Le scelte e la fretta
Segatta ha accanto dei manager capaci di stilare il giusto elenco delle priorità. E pure la nuova squadra ha fatto capire che dell’istruzione non si possa fare a meno. Altri invece hanno rinunciato agli studi, puntando sul ciclismo senza considerare che un giorno saranno grandi e non avranno necessariamente messo da parte una fortuna. In qualche modo si sta tornando indietro a quando i ragazzi non andavano a scuola per aiutare le famiglie e vedevano nel ciclismo un modo più redditizio di farsi strada, rispetto ai mestieri più umili cui erano dediti.
Oggi la società è ovviamente diversa e pur essendoci tutti i presupposti per finire gli studi e poi dedicarsi allo sport, nel nome della fretta, dei consigli sbagliati e della paura che qualcuno prenda il tuo posto, ci sono ragazzi che mettono da parte il resto.
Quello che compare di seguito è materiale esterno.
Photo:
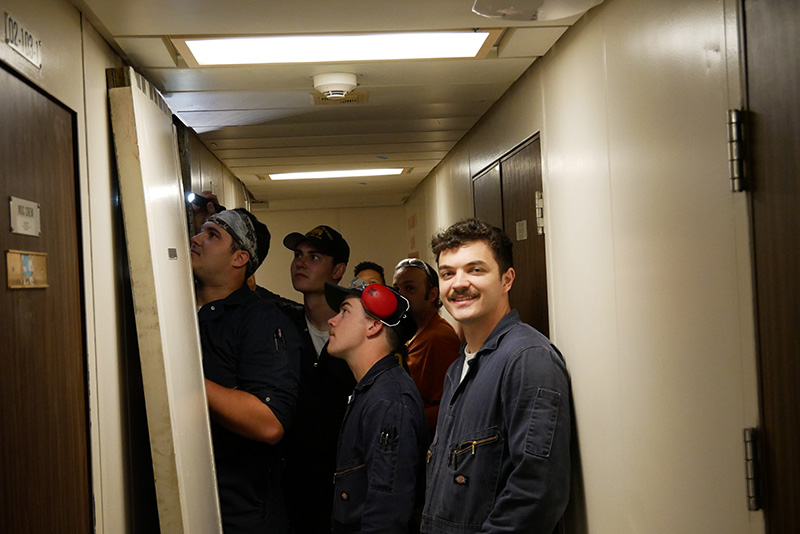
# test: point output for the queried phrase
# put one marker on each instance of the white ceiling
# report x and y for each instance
(262, 119)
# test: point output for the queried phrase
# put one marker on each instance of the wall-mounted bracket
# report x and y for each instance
(752, 469)
(736, 149)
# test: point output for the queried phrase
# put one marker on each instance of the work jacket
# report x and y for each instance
(381, 450)
(500, 459)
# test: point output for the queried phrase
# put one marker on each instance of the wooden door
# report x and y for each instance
(772, 30)
(522, 179)
(44, 474)
(504, 195)
(488, 194)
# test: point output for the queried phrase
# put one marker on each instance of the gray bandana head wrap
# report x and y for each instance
(241, 229)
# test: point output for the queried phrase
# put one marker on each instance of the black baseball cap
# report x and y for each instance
(379, 301)
(325, 239)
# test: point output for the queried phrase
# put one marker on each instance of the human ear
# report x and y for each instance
(508, 279)
(241, 258)
(339, 270)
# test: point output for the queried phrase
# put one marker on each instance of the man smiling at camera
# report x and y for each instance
(500, 459)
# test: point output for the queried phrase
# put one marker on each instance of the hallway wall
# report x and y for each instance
(648, 256)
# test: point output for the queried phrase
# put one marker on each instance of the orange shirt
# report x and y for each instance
(429, 356)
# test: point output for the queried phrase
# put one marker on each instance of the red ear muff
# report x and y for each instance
(379, 301)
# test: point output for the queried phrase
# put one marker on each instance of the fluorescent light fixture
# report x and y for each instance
(355, 173)
(326, 48)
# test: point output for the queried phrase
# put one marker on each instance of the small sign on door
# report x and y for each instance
(522, 230)
(26, 270)
(25, 217)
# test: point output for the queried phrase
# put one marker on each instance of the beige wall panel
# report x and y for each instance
(110, 476)
(580, 262)
(676, 267)
(648, 256)
(374, 234)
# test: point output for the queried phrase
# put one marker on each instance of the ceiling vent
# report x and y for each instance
(335, 85)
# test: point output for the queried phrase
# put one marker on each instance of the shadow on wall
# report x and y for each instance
(575, 520)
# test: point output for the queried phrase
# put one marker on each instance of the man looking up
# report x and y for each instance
(383, 435)
(500, 460)
(320, 256)
(370, 272)
(250, 361)
(435, 344)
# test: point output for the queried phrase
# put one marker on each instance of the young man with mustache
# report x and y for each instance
(500, 459)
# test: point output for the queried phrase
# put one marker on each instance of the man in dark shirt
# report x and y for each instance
(320, 256)
(250, 361)
(384, 433)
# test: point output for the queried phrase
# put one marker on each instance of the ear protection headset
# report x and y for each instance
(380, 302)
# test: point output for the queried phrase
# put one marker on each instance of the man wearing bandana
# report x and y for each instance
(250, 361)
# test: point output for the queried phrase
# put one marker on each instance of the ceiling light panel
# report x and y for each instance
(353, 173)
(334, 48)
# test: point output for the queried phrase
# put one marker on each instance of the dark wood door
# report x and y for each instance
(504, 195)
(772, 30)
(44, 473)
(522, 178)
(488, 194)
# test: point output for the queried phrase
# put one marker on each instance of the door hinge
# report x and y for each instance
(539, 213)
(736, 149)
(751, 469)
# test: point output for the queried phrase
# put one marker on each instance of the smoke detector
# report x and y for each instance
(335, 85)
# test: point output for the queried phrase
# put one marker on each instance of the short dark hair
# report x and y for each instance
(431, 277)
(364, 265)
(469, 230)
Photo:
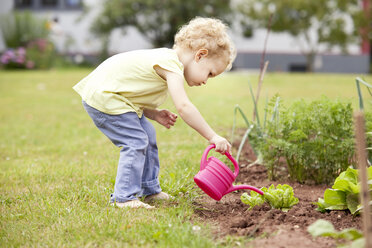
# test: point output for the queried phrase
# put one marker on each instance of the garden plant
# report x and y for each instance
(27, 43)
(55, 187)
(282, 197)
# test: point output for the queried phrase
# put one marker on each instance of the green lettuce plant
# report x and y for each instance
(344, 193)
(282, 197)
(326, 229)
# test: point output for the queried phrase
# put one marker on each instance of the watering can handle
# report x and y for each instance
(204, 159)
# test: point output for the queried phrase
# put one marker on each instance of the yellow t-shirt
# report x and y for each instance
(127, 82)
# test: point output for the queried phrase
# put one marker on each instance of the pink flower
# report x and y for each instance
(30, 64)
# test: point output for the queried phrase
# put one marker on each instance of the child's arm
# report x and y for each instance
(189, 113)
(162, 116)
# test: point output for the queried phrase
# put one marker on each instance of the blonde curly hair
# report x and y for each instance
(207, 33)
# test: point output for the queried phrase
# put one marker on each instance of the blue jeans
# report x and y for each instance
(138, 167)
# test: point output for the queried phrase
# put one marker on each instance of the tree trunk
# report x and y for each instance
(310, 57)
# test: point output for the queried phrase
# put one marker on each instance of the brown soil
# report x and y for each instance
(270, 227)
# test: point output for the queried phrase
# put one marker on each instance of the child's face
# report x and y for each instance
(203, 67)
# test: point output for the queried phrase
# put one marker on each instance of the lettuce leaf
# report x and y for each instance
(282, 197)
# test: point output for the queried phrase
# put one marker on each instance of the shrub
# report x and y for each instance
(315, 141)
(20, 28)
(38, 54)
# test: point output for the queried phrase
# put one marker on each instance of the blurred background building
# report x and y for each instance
(71, 24)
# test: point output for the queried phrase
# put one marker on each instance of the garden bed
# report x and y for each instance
(270, 227)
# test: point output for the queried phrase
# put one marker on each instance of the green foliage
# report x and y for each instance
(20, 28)
(326, 229)
(41, 52)
(344, 193)
(315, 139)
(282, 197)
(157, 21)
(329, 19)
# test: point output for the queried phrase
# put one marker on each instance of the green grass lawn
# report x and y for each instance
(57, 170)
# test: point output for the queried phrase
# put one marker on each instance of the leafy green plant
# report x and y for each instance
(315, 140)
(326, 229)
(282, 197)
(344, 193)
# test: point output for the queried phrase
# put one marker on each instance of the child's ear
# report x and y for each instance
(201, 53)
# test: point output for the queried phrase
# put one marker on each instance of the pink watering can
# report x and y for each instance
(216, 179)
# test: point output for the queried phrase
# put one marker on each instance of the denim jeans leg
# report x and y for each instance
(124, 131)
(150, 180)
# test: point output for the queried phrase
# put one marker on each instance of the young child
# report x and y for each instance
(126, 89)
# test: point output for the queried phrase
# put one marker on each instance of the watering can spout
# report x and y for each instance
(238, 187)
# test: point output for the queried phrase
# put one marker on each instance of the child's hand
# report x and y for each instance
(165, 118)
(222, 145)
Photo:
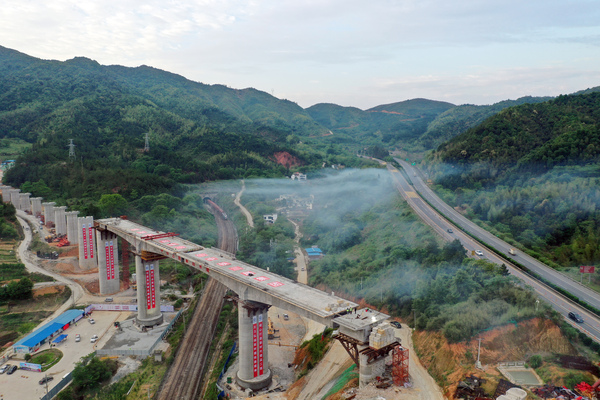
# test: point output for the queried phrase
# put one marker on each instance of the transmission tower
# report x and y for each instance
(146, 143)
(71, 149)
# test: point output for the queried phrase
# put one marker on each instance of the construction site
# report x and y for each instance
(276, 316)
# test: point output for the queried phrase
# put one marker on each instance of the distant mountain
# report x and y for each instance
(390, 124)
(530, 175)
(562, 131)
(414, 125)
(456, 120)
(197, 132)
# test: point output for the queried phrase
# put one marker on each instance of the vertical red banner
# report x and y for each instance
(260, 345)
(84, 242)
(148, 298)
(152, 288)
(107, 253)
(91, 241)
(254, 347)
(112, 261)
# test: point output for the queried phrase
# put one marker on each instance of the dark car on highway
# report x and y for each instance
(575, 317)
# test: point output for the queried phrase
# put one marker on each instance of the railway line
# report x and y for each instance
(184, 379)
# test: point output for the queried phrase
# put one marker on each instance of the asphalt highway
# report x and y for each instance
(456, 229)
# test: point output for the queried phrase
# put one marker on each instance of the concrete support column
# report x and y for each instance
(25, 203)
(253, 326)
(36, 206)
(60, 220)
(49, 213)
(88, 252)
(72, 228)
(148, 292)
(15, 199)
(5, 193)
(108, 262)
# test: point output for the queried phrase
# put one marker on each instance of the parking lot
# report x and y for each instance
(24, 384)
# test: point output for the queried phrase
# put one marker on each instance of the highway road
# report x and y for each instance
(451, 231)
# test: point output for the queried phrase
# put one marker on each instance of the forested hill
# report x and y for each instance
(414, 125)
(390, 125)
(197, 132)
(530, 175)
(563, 131)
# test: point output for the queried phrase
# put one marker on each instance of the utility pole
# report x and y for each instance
(71, 149)
(478, 363)
(146, 142)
In alcuni casi lo sport resta emancipazione rispetto a un quadro sociale difficile e in quel caso la scelta di investire sull’attività più redditizia resta ingiustificata, ma se non altro è più comprensibile.


La contabilità da tenere
Tuttavia quale sarebbe l’alternativa al partire? Quali squadre italiane si erano accorte di Segatta, ad esempio, proponendogli di correre in Italia per il 2026? Quante hanno accolto la proposta di valutarlo? Nella stessa scuderia ci sono stati due casi precedenti di grandi talenti fatti passare per piccole squadre e che poi hanno ottenuto i risultati migliori. Uno è Bernal, passato con Savio. L’altro è Pellizzari, che prima di arrivare nel WorldTour ha fatto un importante… scalo tecnico con Reverberi.
Forse tra le valutazioni da fare dovrebbe essercene una sul quadro d’insieme, che tenga conto della maturità dell’atleta, per scongiurare il rischio che un domani torni indietro, e delle sue necessità di vita. Non tutti sono pronti per partire. E anche se nei fatti non si tratta di vivere all’estero, ma di restare a casa, studiare, allenarsi e raggiungere il team per le gare, quel che si perde è la familiarità con i compagni e la possibilità di allenarsi quotidianamente con loro. La tovaglia è corta. Nel frattempo sarà opportuno tenere la contabilità di quelli che partono e di quelli che tornano, affinché la loro esperienza possa guidare nelle scelte future.